Trotz der Dau­er­pro­pa­gan­da für die 300-Mil­lio­nen-Dol­lar-Fil­me (mit dem noch ein­mal so gro­ßen Wer­be­etat) sen­det das Publi­kum noch schwa­che Hil­fe­ru­fe nach neu­en Stof­fen. In den USA mach­te sich das letz­tes Wochen­en­de damit bemerk­bar, daß „Pira­tes of the Carib­be­an 3“ in sei­ner zwei­ten Spiel­wo­che deut­lich über 60% sei­nes Umsat­zes ein­büß­te und in Sachen Kopien­schnitt (Umsatz pro an die Kinos aus­ge­lie­fer­ter Kopie des Films) sogar von der Komö­die „Kno­cked up“ (Teil 1 wohl­ge­merkt) über­holt wur­de. Bei uns in Deutsch­land hal­ten sich unter­des­sen klei­ne­re, ori­gi­nel­le Fil­me wie „2 Tage Paris“ oder „Frac­tu­re“ erstaun­lich gut und büßen kaum Zuschau­er ein, wäh­rend sich die Zuschau­er­zah­len der Pira­ten oder gewis­ser Spin­nen­män­ner jede Woche nahe­zu hal­bie­ren. Wen wun­dert das, fol­gen doch sämt­li­che drit­te Tei­le auf schwa­che Fort­set­zun­gen, die allen­falls wirt­schaft­lich mit ihrem Vor­gän­ger mit­zu­hal­ten ver­moch­ten, kei­nes­falls jedoch qua­li­ta­tiv. „Spi­der-Man 2“ und „Fluch der Kari­bik 2“ füg­ten dem Kon­zept ihrer Vor­gän­ger nichts Neu­es hin­zu, „Ocean’s 12“ hat­te nichts vom Elan des ers­ten Teils und „Shrek 2“ ging der intel­li­gen­te, bis­si­ge Witz des Ori­gi­nals völ­lig ab.

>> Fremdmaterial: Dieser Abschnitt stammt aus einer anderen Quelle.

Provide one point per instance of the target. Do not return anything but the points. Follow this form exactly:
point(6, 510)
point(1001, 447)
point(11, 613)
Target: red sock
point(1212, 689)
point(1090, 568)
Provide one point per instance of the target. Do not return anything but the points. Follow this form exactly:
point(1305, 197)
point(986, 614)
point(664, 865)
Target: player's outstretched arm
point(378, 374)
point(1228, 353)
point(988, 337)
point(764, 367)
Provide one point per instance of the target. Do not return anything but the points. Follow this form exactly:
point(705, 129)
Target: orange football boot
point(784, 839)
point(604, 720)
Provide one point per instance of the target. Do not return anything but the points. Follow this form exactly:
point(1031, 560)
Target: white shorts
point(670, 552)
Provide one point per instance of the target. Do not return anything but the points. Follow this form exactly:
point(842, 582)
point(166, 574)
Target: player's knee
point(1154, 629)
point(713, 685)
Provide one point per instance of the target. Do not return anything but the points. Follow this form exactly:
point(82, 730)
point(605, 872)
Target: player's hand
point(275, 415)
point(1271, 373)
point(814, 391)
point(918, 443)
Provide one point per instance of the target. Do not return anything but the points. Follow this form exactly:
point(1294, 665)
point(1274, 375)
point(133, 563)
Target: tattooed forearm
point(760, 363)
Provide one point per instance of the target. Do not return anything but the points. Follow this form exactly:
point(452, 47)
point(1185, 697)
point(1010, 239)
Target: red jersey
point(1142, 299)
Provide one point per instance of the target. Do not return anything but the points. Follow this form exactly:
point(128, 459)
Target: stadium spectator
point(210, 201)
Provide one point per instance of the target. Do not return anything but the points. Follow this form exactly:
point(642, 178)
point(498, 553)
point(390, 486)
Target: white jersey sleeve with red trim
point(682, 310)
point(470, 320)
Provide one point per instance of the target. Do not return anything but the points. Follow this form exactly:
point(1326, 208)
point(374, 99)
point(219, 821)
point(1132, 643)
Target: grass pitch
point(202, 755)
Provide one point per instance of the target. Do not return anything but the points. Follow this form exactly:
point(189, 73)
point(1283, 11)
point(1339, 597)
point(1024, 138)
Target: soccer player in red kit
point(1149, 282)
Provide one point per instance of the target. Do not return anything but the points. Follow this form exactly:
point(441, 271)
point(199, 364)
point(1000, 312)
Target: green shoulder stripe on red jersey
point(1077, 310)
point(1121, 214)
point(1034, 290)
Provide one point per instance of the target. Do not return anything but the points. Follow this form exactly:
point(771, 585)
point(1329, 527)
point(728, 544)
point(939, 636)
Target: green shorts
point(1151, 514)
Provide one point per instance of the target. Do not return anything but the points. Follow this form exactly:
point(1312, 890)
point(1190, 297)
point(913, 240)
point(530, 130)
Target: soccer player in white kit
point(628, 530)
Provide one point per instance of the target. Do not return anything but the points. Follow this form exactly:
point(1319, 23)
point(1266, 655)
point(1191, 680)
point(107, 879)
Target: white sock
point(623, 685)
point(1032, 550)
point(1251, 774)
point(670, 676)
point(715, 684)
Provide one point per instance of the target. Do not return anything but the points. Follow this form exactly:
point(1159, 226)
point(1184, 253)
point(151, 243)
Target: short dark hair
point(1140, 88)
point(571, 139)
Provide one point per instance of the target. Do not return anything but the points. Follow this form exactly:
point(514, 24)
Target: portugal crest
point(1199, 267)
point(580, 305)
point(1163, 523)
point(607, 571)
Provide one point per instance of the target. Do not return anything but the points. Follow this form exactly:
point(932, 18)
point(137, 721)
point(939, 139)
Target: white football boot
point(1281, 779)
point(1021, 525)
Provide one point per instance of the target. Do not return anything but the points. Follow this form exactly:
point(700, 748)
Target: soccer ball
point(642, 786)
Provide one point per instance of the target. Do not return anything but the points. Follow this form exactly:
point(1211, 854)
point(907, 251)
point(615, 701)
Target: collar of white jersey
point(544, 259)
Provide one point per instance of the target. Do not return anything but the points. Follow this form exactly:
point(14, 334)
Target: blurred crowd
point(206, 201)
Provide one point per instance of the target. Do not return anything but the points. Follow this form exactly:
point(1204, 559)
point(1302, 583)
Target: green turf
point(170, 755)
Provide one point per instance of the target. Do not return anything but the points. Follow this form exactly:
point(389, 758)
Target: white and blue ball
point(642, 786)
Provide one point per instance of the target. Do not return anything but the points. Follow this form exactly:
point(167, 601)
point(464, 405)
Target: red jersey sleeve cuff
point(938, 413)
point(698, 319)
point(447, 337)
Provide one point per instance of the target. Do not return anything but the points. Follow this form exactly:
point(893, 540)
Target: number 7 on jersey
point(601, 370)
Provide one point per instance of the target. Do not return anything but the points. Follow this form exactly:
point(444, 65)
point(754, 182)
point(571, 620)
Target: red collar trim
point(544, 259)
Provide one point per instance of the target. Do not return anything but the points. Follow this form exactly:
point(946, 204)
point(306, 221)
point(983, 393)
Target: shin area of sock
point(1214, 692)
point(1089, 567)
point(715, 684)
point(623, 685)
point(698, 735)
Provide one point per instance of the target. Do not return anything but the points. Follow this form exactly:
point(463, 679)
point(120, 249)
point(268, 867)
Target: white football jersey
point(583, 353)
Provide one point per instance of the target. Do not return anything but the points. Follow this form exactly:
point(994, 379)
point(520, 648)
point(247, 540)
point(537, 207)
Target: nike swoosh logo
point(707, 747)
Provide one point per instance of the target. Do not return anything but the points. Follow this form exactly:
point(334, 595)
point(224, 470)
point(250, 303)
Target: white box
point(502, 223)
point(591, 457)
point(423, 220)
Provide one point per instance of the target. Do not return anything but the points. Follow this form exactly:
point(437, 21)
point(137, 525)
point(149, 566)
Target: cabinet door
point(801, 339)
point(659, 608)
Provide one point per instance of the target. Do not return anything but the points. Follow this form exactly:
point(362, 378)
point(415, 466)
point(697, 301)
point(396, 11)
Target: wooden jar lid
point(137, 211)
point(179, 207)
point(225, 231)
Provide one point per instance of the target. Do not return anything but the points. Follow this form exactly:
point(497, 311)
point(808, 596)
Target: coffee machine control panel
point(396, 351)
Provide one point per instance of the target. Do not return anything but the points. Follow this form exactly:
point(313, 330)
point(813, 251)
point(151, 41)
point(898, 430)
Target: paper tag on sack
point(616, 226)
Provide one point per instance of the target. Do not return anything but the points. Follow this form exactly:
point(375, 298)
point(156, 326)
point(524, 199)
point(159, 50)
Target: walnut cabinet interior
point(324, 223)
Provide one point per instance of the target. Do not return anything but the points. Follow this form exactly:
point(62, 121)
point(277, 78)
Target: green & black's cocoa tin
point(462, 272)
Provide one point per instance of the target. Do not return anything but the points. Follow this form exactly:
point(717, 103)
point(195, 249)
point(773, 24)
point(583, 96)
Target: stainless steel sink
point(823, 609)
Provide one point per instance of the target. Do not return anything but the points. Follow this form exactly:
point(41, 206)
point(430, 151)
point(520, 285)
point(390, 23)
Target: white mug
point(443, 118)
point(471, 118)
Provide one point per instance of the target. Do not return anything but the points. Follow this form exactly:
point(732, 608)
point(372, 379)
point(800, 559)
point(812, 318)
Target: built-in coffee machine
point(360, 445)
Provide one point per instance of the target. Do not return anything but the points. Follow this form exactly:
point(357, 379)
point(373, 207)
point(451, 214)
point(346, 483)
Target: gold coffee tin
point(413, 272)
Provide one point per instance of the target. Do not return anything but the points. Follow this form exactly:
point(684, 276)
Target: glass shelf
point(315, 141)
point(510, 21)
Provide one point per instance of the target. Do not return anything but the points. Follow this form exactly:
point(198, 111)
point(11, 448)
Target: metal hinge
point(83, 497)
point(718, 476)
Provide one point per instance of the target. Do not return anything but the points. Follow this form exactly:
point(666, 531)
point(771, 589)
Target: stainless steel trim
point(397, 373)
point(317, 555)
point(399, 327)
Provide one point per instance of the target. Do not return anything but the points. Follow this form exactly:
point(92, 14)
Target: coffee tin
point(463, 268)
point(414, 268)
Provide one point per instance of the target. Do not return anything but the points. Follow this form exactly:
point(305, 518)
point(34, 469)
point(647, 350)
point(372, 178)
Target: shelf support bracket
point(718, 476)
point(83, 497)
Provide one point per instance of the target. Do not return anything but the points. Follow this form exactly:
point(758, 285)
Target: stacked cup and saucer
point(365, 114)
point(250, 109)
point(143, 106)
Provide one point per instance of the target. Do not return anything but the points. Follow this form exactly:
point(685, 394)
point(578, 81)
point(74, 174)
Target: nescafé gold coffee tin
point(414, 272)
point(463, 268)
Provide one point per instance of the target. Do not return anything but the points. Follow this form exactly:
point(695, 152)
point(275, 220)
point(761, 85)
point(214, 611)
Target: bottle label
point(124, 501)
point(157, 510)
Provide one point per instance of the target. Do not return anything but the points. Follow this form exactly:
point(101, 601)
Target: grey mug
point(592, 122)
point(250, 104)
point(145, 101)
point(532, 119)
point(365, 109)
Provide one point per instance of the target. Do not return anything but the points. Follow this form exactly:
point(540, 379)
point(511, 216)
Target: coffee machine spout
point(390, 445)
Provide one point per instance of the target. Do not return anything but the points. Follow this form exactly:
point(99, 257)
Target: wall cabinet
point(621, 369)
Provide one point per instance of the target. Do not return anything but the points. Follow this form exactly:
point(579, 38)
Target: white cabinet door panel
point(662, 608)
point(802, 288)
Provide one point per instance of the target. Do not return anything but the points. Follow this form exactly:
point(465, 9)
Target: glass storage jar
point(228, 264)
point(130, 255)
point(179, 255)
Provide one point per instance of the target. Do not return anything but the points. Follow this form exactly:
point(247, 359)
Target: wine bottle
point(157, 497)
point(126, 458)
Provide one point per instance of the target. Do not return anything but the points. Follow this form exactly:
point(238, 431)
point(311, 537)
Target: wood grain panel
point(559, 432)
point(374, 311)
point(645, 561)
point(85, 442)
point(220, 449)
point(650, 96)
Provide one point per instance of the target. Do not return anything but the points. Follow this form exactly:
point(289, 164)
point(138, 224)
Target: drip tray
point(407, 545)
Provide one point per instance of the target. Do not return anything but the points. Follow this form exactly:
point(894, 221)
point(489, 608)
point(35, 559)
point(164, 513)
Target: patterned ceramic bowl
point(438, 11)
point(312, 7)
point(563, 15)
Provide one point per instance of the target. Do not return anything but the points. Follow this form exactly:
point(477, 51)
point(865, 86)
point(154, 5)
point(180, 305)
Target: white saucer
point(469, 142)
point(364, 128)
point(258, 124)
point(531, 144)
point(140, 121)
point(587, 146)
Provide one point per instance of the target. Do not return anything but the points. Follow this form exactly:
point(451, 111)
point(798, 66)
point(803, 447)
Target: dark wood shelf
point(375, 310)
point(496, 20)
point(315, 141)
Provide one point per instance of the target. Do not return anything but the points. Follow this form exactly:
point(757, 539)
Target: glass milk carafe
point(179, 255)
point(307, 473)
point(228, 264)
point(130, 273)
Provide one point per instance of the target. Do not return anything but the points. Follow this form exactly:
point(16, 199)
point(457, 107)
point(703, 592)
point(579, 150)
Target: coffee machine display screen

Wer sich aller­dings nicht gezielt infor­miert, der erfährt im Prin­zip nichts von den Alter­na­ti­ven. Höchs­tens durch Mund­pro­pa­gan­da spricht sich so man­cher qua­li­ta­tiv hoch­wer­ti­ge Film doch mal noch her­um und fin­det so auch nicht nur in der ers­ten Woche sei­ne Zuschau­er. Schaut Euch also das Kino­pro­gramm genau an, bevor Ihr ein­fach nur dem Hype folgt. Es gibt trotz des Ver­drän­gungs­wett­be­werbs doch immer noch den ein oder ande­ren Film zu ent­de­cken, der Euch mit einer fri­schen Idee unter­hält und nicht mit einer dop­pelt auf­ge­wärm­ten.